Though it may be slow for low amounts of data, as one has to leave dart code to perform allocation/freeing/typed-data-creation in C code. See related issues that may avoid this issue:
Is there anymore actionable items to be done for this issue. Using the native buffer appears to solve the immediate problem reported here native_synchronization . I intend to close this issue if I do not hear back.
@a-siva The documentation for the native_synchronization package doesn't mention anything about not copying data. If that's a guarantee it offers and that guarantee is added to the documentation, then I suppose that satisfies my own use-case—although I suspect others may want a way to pass around data without copying in asynchronous contexts as well as synchronous ones.
If that package doesn't offer a zero-copy guarantee, then this is still very much an issue.
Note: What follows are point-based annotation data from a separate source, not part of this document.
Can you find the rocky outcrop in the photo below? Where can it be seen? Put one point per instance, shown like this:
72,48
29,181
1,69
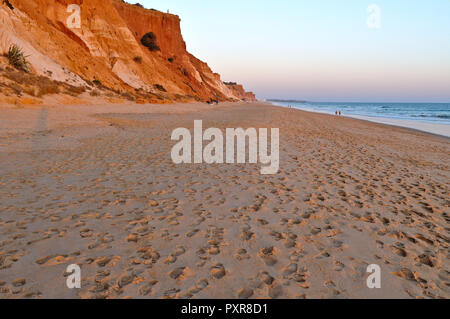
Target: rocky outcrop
239,92
106,50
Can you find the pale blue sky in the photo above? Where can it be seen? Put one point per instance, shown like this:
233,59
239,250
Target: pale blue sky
322,50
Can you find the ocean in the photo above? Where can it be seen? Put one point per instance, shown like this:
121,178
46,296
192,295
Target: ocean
432,113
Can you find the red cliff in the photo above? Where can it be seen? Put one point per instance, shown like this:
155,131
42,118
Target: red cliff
106,51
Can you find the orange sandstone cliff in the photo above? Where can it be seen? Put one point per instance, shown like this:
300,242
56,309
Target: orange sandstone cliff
105,54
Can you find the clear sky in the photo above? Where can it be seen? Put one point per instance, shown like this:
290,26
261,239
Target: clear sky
323,50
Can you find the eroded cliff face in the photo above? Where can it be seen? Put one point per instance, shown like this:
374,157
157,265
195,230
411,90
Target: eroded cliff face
106,51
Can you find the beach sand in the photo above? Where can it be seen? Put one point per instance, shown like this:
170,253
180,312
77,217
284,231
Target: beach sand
96,186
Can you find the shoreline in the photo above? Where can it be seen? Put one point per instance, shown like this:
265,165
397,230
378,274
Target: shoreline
442,130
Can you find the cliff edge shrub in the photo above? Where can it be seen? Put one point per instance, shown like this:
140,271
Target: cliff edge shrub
17,58
149,41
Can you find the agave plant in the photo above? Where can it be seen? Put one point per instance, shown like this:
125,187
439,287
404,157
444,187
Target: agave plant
17,58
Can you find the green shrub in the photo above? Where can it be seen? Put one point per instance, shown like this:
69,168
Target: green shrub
17,58
149,41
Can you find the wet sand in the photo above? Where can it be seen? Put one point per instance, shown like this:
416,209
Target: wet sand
96,186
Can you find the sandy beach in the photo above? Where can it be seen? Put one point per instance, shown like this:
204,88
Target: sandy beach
95,186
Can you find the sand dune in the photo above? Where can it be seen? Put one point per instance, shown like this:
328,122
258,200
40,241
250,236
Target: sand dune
95,186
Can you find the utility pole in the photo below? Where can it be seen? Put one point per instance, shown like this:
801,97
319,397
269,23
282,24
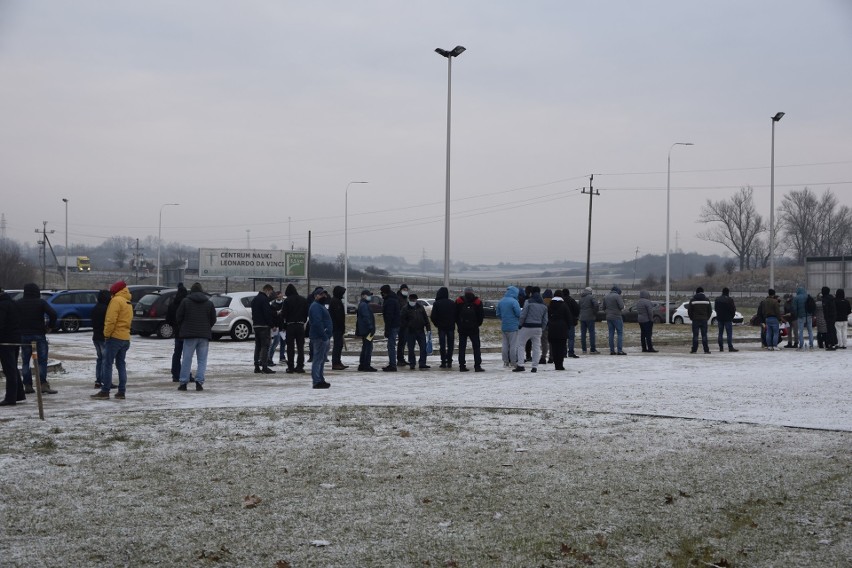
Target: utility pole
591,193
45,242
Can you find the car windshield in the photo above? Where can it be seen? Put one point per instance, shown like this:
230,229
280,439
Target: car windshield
147,301
220,301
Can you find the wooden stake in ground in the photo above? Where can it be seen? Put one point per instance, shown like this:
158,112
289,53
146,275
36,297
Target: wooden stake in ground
37,381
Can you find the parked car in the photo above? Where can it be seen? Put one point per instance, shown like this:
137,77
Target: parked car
233,315
73,308
681,315
631,315
137,291
149,314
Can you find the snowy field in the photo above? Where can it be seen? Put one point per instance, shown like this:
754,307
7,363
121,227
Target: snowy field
668,459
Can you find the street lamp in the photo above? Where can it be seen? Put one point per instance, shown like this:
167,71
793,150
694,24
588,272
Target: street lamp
668,223
160,238
455,52
775,119
65,200
346,246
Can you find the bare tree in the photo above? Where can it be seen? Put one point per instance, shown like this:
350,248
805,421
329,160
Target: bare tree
736,224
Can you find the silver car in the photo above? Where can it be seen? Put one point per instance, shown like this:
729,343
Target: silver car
233,315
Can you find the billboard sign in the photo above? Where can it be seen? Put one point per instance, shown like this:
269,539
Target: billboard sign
252,263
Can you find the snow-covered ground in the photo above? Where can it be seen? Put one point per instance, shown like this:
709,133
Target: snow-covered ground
809,389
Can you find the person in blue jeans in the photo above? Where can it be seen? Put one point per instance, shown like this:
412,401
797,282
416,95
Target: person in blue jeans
771,308
320,336
391,316
33,310
195,318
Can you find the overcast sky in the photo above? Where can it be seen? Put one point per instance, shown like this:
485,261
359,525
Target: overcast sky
254,115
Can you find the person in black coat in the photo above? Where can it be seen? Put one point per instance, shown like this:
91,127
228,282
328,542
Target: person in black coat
10,333
263,320
574,313
558,322
829,312
33,310
195,318
443,316
98,318
295,312
171,319
337,311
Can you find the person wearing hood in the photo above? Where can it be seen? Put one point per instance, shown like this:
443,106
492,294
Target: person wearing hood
414,319
558,322
842,309
588,316
98,320
195,318
699,311
390,316
295,313
320,332
509,313
278,331
829,313
33,310
171,318
547,297
337,311
262,321
469,317
117,322
10,337
805,319
365,328
533,319
613,306
725,312
443,317
402,341
574,313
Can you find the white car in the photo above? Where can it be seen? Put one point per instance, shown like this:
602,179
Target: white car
233,315
681,315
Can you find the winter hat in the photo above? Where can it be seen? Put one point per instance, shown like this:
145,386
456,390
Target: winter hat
117,287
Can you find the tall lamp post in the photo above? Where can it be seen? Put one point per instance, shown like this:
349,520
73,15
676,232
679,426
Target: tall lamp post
455,52
160,237
65,200
346,246
775,119
668,223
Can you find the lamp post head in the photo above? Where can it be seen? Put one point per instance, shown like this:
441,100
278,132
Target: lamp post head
455,52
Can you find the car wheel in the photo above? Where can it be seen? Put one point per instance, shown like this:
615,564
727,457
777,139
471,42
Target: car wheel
241,331
70,324
165,331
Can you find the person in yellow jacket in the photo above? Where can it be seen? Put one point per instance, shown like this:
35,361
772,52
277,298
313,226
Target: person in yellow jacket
117,337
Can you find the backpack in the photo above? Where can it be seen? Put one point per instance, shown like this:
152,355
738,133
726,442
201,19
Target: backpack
810,305
467,316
https://github.com/dart-lang/language/issues/124 was closed with
Isolate.exit()
's ability to efficiently send a final message as the stated solution. However, this doesn't help the use-case where an isolate is expected to be long-lived. For example, I'm working on making the Sass embedded compiler more parallel using isolates, which involves passing encoded protocol buffers from worker isolates through the main isolate and from there to another program. We want to be able to pass messages during the compilation process, not merely at the end, and we want to avoid copying the encoded buffers when sending them across isolate boundaries.These buffers are effectively immutable after creation—that is, there's a clear point before they're sent across isolate boundaries that we can guarantee their contents and length will never be modified. As a straw suggestion, adding a
TypedData.freeze()
that marks the object as immutable and thus lightweight-transferable would solve this use-case.